Il nome State Of Neptune è legato all'idea di Isola, una terra circondata dal mare, uno "stato che appartiene al mare": il mare che isola e che, contemporaneamente, connette tutte le terre tra loro. Il nostro tributo in quanto Siciliani e Palermitani, venendo da una città che si chiama "tutto-porto", è fare musica che possa connettere i punti distanti nella nostra mente e le persone che la ascoltano, come un profondo inconscio collettivo. Come la Sicilia è sempre stata un punto di arrivo e di partenza, così noi intendiamo la nostra musica: non esclusiva, splendida e dura, impetuosa ma sfaccettata.
Ogni siciliano conosce questa dualità. Quello che racconta "Killersplinter" , la sensazione di crisi perenne e il disagio che ciò crea, appartiene al nostro paese in un modo che ha un nome ben specifico: Questione Meridionale. Ai giovani siciliani (e del Sud in generale) da generazioni viene raccontato di vivere in un Paese fondato su determinati principi, che sfortunatamente per loro non sempre trovano una applicazione concreta. La conseguenza è che si nasce e si cresce con la sensazione che un giorno si dovrà lasciare la propria terra per farsi una vita dignitosa in questo sistema, e in molti, troppi, casi ci si ritrova a dovere accettare questa realtà, pur controvoglia.
Abbiamo tutti e tre ascolti molto eclettici e diversificati, tra artisti che amiamo tutti e quelli che ascoltiamo in modo più personale, e anche quelli più legati a scene musicali specifiche, come la nostra locale che amiamo e che ci ha dato tantissimo. Come musicisti cerchiamo di trovare una quadra soddisfacente e stimolante tra tutte le nostre influenze e intuizioni, e come siciliani abbiamo voglia di comunicare al Mondo il nostro background unico, cercando di superare barriere di genere e scena.
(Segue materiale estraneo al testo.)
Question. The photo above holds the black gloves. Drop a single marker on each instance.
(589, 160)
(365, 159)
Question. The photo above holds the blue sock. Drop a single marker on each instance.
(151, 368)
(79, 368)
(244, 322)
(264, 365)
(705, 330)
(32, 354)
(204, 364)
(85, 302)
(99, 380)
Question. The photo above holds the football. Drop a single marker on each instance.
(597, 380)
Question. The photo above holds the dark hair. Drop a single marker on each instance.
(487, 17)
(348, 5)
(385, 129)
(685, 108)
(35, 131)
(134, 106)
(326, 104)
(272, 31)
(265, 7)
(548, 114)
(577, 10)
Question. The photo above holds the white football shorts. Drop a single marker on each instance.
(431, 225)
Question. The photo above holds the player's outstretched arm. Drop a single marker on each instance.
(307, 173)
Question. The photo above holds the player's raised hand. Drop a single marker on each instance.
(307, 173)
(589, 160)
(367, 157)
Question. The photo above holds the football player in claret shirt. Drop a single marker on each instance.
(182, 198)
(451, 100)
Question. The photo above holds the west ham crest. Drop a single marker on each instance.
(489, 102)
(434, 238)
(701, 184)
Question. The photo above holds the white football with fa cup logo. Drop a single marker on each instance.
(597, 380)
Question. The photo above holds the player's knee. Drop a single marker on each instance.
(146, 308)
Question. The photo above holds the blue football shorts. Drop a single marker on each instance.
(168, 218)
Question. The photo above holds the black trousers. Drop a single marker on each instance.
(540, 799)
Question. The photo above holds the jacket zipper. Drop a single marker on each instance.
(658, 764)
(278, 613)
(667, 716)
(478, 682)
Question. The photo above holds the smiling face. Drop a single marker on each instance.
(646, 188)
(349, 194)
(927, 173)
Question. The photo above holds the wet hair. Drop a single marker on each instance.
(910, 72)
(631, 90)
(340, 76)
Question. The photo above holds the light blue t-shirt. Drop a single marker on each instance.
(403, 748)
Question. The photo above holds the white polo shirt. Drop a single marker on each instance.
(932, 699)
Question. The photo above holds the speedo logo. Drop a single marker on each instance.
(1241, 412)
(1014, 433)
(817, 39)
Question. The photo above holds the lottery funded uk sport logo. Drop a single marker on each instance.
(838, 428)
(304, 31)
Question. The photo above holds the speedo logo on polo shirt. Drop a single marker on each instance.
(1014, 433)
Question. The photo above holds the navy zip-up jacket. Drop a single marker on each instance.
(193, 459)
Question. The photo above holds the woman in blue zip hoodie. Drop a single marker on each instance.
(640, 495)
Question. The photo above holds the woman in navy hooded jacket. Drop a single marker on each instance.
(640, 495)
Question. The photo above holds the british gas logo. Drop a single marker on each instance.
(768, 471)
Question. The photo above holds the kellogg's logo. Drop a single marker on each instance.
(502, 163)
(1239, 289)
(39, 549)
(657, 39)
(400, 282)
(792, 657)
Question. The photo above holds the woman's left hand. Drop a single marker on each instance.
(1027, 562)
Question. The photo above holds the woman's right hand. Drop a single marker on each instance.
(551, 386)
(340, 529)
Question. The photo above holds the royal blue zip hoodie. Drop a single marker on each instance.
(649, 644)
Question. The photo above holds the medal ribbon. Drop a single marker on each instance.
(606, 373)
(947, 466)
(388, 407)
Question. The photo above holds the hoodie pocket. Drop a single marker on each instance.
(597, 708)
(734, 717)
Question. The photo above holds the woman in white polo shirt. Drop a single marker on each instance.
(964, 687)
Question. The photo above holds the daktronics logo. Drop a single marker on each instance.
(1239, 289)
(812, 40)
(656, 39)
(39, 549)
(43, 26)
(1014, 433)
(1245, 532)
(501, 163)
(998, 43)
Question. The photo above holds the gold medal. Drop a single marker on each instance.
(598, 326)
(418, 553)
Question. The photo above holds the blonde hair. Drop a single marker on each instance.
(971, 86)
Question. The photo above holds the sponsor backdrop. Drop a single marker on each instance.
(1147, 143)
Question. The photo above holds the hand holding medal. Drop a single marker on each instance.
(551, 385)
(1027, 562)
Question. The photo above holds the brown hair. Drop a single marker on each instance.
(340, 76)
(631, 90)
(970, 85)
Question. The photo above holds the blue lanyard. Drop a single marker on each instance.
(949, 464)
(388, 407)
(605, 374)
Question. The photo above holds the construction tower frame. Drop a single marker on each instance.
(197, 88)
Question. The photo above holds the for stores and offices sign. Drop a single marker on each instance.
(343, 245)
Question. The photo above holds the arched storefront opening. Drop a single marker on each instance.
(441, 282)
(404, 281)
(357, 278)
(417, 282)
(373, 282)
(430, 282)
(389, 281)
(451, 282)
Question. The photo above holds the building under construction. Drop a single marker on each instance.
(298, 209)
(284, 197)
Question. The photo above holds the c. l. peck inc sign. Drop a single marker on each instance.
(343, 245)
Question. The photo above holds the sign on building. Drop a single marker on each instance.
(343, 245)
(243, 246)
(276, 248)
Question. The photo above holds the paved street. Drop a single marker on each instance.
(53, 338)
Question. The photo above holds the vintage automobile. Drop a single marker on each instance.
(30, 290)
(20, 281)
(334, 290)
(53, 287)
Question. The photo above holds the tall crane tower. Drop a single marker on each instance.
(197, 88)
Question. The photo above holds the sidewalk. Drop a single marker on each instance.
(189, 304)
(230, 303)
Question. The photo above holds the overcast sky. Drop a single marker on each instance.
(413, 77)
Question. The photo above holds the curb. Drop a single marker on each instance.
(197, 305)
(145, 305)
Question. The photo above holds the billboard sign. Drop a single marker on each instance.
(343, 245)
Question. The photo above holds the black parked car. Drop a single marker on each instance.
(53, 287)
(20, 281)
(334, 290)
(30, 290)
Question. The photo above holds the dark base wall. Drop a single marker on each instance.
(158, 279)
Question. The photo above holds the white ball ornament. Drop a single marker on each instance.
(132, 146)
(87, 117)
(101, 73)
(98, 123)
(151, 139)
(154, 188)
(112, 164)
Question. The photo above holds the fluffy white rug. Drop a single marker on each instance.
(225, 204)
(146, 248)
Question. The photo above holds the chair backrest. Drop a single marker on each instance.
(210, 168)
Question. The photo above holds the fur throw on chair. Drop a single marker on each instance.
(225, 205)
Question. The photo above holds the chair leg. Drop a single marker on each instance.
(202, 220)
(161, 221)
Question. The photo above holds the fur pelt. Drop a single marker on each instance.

Il Sud è spesso raccontato come luogo di fuga o di resistenza. Dove vi collocate voi in questo spettro?
Finora tutti e tre abbiamo resistito alla fuga, adattandoci in un modo o nell'altro. Fare musica insieme nel quotidiano ci ha sicuramente dato una enorme mano. Per il resto amiamo la nostra città, seppure imperfetta, e i nostri amici e familiari. Il "finora" iniziale è d'obbligo.
Pensate che la rabbia che c’è nel vostro brano sia anche un grido di appartenenza?
Sentiamo di appartenere a una generazione che si è stancata delle infinite storture e ingiustizie che permeano la società costituita, che travalica i confini di mare e terra, e che dalla Sicilia arriva fino al resto del Mondo. Come individui e come band guardiamo al futuro in un senso progressista e di miglioramento, e i tempi che viviamo ci impongono di stare attenti, denunciare e creare alternative.